Todo comenzó cuando el Servicio de Seguridad Alimentaria de Holanda colocó en su lista de productos sospechosos a varias partidas de huevos de gallinas provenientes de un centenar de granjas avícolas que, según se supo después, habían empleado un pesticida comercializado por la empresa dedicada a la desinfección de corrales Chickfriend. Los controles de las autoridades holandesas detectaron en los huevos la presencia de fipronil, una sustancia que se emplea con frecuencia en mascotas para la erradicación de parásitos, pero cuyo uso en animales que son destinados al consumo humano está terminantemente prohibido por la legislación europea porque se trata de un químico que es dañino para la salud de las personas. Si bien la Organización Mundial de la Salud cataloga al fipronil como un producto con toxicidad moderada, distintos estudios realizados en laboratorios revelaron que si se consume en grandes cantidades puede tener efectos serios sobre los riñones, el hígado y la glándula tiroides, además de provocar náuseas, vómitos, dolor abdominal, mareos y hasta ataques epilépticos en algunas personas.
El hallazgo disparó una rápida investigación de las autoridades holandesas que derivó en la detención de dos directivos de la empresa Chickfriend. Luego, todas las miradas se dirigieron hacia Bélgica porque desde ese país habría ingresado a Holanda el químico no autorizado que utilizó la compañía para desinfectar las granjas. Los organismos belgas de control de la cadena alimentaria, a su vez, denunciaron que también detectaron huevos contaminados importados de Holanda y el cruce de acusaciones hizo sonar las alarmas en Parma, Italia, donde tiene su sede el cuartel general de la Autoridad Europea de Seguridad Alimentaria. Los especialistas del órgano de contralor europeo enseguida comprobaron que informes provenientes de Alemania, Francia, Reino Unido, Suecia, Austria, Irlanda, Italia, Luxemburgo, Polonia, Rumania, Eslovenia, Eslovaquia, Dinamarca, Suiza y hasta de Hong Kong también confirmaron la presencia de fipronil en huevos de gallinas. Con el paso de las horas, el sector agrícola europeo quedó bajo la lupa, mientras las autoridades sanitarias de cada uno de los países miembros de la comunidad económica comenzaron a recomendar a la población que evite el consumo de huevos ante la posibilidad de que existan más partidas contaminadas. El impacto del escándalo podría representar un duro golpe para las granjas avícolas de todos los países afectados y se estima que, si se confirma que se trata de una contaminación masiva, las pérdidas podrían ser superiores de los 170 millones de dólares. Para algunos observadores, el escenario podría ser aún peor si el pesticida se encuentra también en productos derivados del huevo, como mayonesa o salsas, o que incluso se encuentre en la carne de pollo. En ese caso, el efecto sería devastador para el importante sector avícola que en los últimos años posicionó a Europa como la segunda región con mayor exportación de pollos frescos y congelados, lo cual representa más de un cuarto del total mundial. Por otra parte, la clara violación a las regulaciones europeas sobre la utilización del pesticida en animales aptos para el consumo humano puso en duda la efectividad de los mecanismos primarios de control ya que el problema fue detectado cuando los productos contaminados ya habían llegado a 17 países miembros de la comunidad económico, más Hong Kong.

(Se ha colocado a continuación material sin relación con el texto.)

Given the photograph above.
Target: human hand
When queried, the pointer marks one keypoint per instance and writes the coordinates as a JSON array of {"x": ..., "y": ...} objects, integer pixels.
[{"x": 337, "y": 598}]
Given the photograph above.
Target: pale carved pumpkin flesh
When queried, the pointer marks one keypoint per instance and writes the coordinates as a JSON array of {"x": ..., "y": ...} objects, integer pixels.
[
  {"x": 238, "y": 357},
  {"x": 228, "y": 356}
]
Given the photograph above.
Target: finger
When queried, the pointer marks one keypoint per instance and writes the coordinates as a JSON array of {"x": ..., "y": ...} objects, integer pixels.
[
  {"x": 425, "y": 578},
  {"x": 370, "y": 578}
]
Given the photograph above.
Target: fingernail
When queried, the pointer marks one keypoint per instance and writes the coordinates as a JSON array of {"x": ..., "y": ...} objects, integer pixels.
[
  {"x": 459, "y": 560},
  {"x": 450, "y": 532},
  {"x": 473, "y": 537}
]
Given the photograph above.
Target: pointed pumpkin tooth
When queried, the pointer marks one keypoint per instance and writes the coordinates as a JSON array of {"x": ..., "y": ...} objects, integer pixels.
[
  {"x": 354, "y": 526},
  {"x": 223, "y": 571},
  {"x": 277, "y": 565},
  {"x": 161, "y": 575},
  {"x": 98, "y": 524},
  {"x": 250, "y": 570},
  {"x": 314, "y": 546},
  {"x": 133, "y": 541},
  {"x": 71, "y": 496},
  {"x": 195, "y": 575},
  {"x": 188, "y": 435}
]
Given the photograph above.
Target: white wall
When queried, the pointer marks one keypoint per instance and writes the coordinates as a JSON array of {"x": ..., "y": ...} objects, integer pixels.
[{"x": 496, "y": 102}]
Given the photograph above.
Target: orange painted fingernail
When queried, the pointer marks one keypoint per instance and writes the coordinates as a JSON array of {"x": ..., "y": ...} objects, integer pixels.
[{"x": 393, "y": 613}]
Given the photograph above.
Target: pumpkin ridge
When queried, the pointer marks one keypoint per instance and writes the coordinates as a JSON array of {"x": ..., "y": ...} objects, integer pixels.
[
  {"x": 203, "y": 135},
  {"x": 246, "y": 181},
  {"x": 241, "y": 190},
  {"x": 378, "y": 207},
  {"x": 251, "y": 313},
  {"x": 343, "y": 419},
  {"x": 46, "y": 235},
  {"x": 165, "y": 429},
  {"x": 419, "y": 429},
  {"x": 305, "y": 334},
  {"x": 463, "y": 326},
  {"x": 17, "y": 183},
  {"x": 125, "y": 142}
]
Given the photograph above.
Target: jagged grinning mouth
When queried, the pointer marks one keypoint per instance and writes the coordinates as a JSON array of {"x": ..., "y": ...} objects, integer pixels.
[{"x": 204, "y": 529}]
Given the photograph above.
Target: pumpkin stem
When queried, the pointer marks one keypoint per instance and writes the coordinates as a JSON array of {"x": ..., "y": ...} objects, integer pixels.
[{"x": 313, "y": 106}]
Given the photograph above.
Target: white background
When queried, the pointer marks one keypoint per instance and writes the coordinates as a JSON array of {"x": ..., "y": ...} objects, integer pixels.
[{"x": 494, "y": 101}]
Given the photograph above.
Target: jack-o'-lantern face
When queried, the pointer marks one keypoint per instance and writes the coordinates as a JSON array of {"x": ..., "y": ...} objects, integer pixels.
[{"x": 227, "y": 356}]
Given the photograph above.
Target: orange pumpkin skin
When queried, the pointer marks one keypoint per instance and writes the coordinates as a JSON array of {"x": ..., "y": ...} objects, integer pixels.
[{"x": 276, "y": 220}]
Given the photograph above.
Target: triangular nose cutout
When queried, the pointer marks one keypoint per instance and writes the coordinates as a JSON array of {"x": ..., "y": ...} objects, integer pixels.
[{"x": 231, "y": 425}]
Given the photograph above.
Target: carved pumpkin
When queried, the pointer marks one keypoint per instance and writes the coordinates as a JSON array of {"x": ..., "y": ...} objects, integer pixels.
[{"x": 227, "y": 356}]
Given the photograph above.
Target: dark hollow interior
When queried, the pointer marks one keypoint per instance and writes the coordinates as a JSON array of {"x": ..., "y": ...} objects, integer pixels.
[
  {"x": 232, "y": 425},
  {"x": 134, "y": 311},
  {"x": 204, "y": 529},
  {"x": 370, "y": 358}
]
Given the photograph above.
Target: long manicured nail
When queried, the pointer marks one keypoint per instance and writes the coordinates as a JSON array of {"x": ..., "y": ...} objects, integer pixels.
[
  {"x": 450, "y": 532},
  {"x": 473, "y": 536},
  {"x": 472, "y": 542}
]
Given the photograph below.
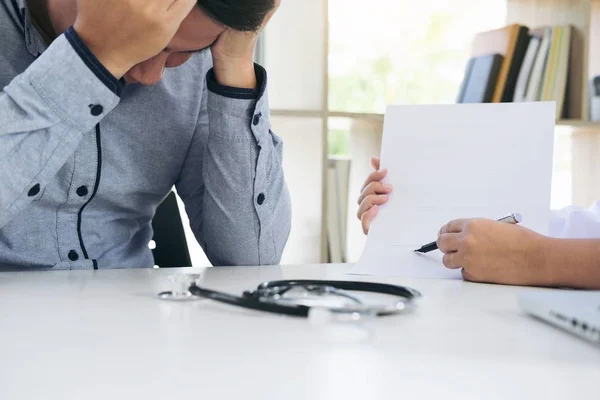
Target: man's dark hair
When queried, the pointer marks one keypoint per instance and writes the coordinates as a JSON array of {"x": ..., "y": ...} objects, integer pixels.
[{"x": 240, "y": 15}]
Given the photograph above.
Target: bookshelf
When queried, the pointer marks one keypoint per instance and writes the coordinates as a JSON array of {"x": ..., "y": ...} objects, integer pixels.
[
  {"x": 584, "y": 60},
  {"x": 584, "y": 17}
]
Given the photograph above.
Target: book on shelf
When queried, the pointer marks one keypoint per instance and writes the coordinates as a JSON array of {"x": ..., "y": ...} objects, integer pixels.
[
  {"x": 534, "y": 89},
  {"x": 480, "y": 79},
  {"x": 510, "y": 42},
  {"x": 527, "y": 68},
  {"x": 557, "y": 68},
  {"x": 534, "y": 66}
]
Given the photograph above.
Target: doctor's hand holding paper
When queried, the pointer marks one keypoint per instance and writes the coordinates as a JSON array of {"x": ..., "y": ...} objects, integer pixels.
[{"x": 496, "y": 252}]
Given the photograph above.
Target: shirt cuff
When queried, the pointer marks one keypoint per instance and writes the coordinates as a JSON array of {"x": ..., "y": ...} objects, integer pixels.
[
  {"x": 238, "y": 93},
  {"x": 114, "y": 84}
]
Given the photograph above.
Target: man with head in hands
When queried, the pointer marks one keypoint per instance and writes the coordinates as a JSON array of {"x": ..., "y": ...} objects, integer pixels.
[{"x": 108, "y": 104}]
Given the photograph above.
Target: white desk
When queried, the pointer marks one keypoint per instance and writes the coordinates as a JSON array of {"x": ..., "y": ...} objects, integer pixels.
[{"x": 103, "y": 335}]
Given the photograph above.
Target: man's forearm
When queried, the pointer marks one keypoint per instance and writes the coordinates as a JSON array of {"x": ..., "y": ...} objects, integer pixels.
[{"x": 572, "y": 263}]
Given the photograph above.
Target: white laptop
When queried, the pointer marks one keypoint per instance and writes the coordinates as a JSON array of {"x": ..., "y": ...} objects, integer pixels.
[{"x": 574, "y": 311}]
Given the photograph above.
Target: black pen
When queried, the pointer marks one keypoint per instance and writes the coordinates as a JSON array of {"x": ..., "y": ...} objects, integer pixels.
[{"x": 513, "y": 218}]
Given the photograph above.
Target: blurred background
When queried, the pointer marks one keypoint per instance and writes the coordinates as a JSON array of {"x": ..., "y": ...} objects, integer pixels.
[{"x": 333, "y": 67}]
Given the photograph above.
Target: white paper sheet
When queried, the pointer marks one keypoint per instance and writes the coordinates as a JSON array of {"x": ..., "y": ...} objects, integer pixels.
[{"x": 457, "y": 161}]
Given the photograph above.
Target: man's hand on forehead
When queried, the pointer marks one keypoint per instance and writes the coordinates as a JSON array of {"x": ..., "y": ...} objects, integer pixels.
[{"x": 123, "y": 33}]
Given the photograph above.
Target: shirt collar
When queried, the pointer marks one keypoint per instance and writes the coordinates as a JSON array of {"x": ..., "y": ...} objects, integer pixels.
[{"x": 33, "y": 40}]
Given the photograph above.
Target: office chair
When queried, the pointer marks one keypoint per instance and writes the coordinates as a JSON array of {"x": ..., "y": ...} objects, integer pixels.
[{"x": 171, "y": 246}]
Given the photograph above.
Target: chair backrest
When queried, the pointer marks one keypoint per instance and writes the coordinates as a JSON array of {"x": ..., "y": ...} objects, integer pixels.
[{"x": 171, "y": 246}]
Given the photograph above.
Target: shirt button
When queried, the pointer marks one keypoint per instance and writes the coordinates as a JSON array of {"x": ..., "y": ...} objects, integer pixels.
[
  {"x": 34, "y": 190},
  {"x": 256, "y": 119},
  {"x": 261, "y": 199},
  {"x": 73, "y": 256},
  {"x": 96, "y": 110},
  {"x": 82, "y": 191}
]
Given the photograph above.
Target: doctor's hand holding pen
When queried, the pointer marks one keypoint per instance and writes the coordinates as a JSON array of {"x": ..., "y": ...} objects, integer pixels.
[{"x": 485, "y": 250}]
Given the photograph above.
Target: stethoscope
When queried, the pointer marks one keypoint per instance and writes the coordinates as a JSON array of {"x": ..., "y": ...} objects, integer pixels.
[{"x": 289, "y": 297}]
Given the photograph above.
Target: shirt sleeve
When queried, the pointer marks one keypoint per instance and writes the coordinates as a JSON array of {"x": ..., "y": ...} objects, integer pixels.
[
  {"x": 232, "y": 182},
  {"x": 44, "y": 114},
  {"x": 576, "y": 222}
]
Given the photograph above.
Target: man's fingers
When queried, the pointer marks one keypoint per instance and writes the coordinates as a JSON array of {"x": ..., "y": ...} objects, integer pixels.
[
  {"x": 369, "y": 202},
  {"x": 375, "y": 162},
  {"x": 456, "y": 226},
  {"x": 375, "y": 176},
  {"x": 467, "y": 276},
  {"x": 449, "y": 242},
  {"x": 368, "y": 217},
  {"x": 452, "y": 261},
  {"x": 374, "y": 188}
]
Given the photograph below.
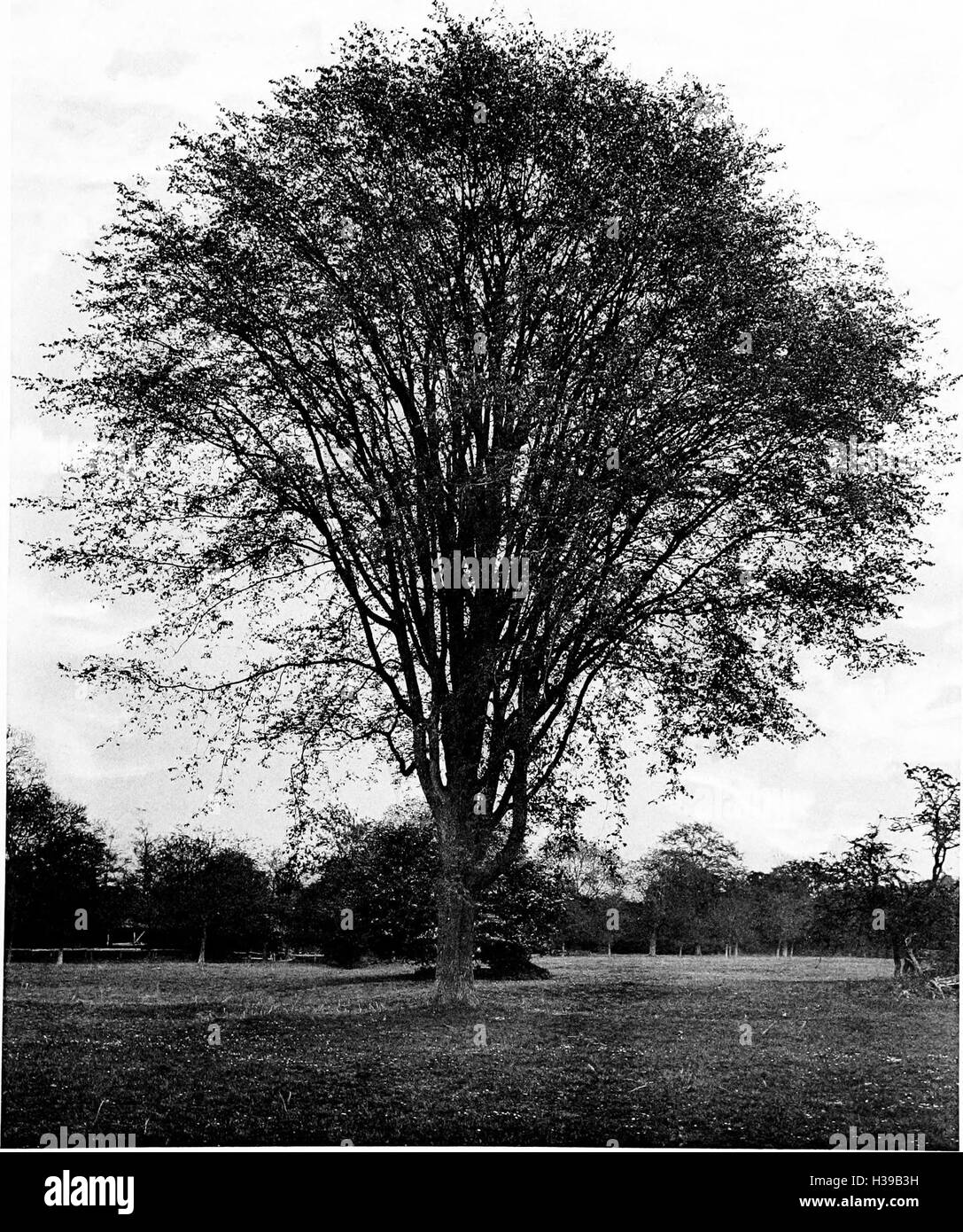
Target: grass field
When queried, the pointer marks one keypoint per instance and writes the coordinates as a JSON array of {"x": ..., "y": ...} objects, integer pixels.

La crisis obligó a convocar de urgencia a un encuentro de ministros de Agricultura y las agencias de seguridad alimentaria en el seno de la Comisión Europea, el órgano ejecutivo y legislativo de la Unión Europea, que se celebrará el próximo mes en Bruselas. El nuevo escenario que se configura a partir de este problema europeo (Holanda es uno de los mayores exportadores de huevos del mundo) podría traer a largo plazo oportunidades para las exportaciones de productores avícolas argentinos que, lamentablemente, a nivel local vienen lidiando con los problemas generados por la suba de costos y la caída del consumo interno.